Liepert et al. (33) reported a significant association between rMT and motor function only in lesions involving the CST at the subcortical level. This was explained by the fact that rMT was significantly higher in subcortical lesions whereas it did not differ with respect to the UH for lesions encompassing M1 or the basal ganglia. These results were supported by others. According to Freundlieb et al. (30), purely subcortical lesions are more likely to globally disrupt efferent motor pathways and thereby to raise rMTs. This could be explained by the susceptibility to ischemia which could differ for low vs. high rMT pyramidal cells. There are also some reports in which (at least in the early post-stroke phase) rMT is higher in patients with subcortical compared to cortical ones (53, 54).
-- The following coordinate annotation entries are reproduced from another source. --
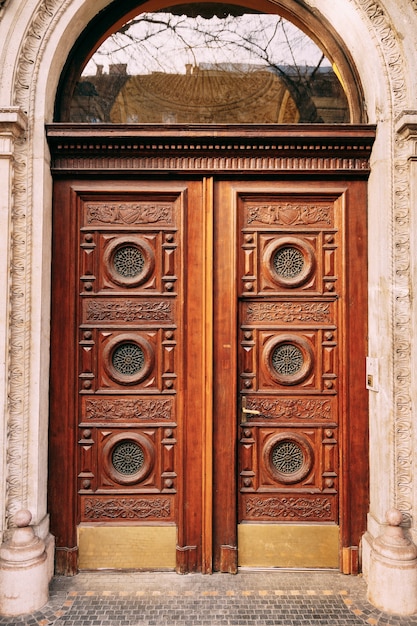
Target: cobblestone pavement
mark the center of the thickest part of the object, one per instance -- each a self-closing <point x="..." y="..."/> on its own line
<point x="261" y="598"/>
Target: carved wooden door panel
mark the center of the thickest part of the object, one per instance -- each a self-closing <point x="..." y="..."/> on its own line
<point x="300" y="346"/>
<point x="208" y="342"/>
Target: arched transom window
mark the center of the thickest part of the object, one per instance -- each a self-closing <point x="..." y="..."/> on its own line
<point x="206" y="64"/>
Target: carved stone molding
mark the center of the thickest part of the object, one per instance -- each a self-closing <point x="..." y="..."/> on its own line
<point x="12" y="128"/>
<point x="37" y="35"/>
<point x="391" y="51"/>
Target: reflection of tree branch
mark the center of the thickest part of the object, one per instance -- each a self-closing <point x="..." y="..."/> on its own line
<point x="163" y="38"/>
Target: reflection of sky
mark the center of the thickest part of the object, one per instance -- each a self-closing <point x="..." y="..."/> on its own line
<point x="161" y="42"/>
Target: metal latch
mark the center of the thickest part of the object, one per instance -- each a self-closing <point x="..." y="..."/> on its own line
<point x="246" y="411"/>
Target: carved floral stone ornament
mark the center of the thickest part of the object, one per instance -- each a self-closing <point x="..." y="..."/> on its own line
<point x="129" y="360"/>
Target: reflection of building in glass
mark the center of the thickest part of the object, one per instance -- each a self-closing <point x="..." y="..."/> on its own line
<point x="223" y="93"/>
Indeed, Delvaux et al. (55) reported near normal rMT in a group of patients studied the first day after a mainly cortical stroke (55). It may be that a subcortical lesion damaging a large number of densely packed fibers can compromise responsiveness to TMS more than a cortical lesion that often damages patchy areas of survived tissue. However, Catano et al. (56) found no clear association during the first 3 months post-stroke between rMT and lesion location (56). As this latter, when we reported rMT from the three other samples that provided individual patients data and allow us to analyse the rMT according to stroke location, we could not find a clear pattern of high rMT for subcortical and normal rMT for cortical strokes.

Limitations

As in all systematic review, and especially those who include studies with small sample sizes, our results should be taken with caution mainly because of methodological purposes. For example, from a technical perspective, most of our samples used 70 mm 8-shape coils but some used coils of different shapes and sizes that could influence the absolute value of the rMT. The definition of rMT was relatively homogeneous and in accordance with the IFCN definition (7) except in Huynh et al. (31). The number of trials was 5 out of 10 in 19 samples (86%). Second, the lack of individual patients data reported hampered us for more advanced statistics, and further analyses. Only four studies reported data for each patient for a total of 76 patients. Finally, the type of motor scores was quite heterogeneous. Some of them measured gross motor function (such as the Fugl-Meyer) while others measured fine dexterity (i.e., finger tapping, 9HPT) (57). We were not able to perform subgroups analysis according to gross or fine motor function assessment because of the small sample of studies included.

Conclusion

The results of this systematic review support the need for future work regarding the rMT as a potential biomarker of post-stroke upper limb motor function. Most of the studies found a correlation between rMT and clinical scores. However, it is still unclear if rMT is an independent predictor of upper limb motor function when taking into account for age, time post-stroke onset and level of CST damage as the main confounding factors. Clear-cut conclusions could not be drawn at that time but our results suggest that rMT could be a suitable candidate although future investigations are needed.

Author contributions

All authors listed have made a substantial, direct and intellectual contribution to the work, and approved it for publication.

Conflict of interest statement

The authors declare that the research was conducted in the absence of any commercial or financial relationships that could be construed as a potential conflict of interest.